Full-field characterization of geometric, material, and structural properties in multiple mouse models of thoracic aortopathy reveals marked local and regional differences in elastic energy storage, material stiffness, wall thickness, and wall stress, with variations along both the length of the lesion and around its circumference (inner vs. outer curvature, and ventral vs. dorsal sides). Interestingly, the outer curvature of non-hypertensive aTAAs had both a lower wall thickness and a greater circumferential stiffness, consistent with the location of maximal growth. It may be that when unable to control material stiffness, cells can still attempt to maintain structural stiffness.

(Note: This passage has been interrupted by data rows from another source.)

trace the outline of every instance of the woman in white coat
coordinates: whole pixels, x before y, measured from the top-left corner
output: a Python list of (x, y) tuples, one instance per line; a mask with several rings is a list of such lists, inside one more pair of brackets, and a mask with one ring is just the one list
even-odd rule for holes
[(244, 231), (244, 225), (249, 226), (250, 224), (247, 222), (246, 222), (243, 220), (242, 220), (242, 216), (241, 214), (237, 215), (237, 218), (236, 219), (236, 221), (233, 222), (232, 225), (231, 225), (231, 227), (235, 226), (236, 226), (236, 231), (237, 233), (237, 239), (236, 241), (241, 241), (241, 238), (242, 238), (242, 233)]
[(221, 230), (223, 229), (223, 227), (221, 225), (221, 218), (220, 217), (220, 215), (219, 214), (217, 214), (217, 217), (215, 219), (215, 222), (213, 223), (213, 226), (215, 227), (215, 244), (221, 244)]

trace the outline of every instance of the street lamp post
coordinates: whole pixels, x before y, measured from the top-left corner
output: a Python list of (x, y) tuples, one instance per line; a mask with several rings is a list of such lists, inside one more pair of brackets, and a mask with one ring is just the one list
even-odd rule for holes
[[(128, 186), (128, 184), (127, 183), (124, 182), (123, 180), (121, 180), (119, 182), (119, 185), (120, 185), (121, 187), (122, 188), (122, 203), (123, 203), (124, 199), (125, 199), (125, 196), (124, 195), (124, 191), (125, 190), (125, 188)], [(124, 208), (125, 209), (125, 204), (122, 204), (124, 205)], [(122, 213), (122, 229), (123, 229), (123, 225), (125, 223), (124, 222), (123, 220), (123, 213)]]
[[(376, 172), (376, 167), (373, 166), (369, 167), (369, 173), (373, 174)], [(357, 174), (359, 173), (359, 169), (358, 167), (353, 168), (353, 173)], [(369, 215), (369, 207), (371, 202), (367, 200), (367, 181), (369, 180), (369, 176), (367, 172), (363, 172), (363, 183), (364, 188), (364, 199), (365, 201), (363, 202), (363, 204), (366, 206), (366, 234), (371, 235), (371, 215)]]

Yet, regions of highly advanced medial degeneration revealed an inability to increase structural stiffness (and presumably strength), which could potentially initiate dissection or rupture. These results highlight the need to understand better the local mechanobiological processes governing the balance between extracellular matrix production and degradation in health and disease, for it is ultimately alterations to this homeostatic balance that render vessels susceptible to vascular disorders.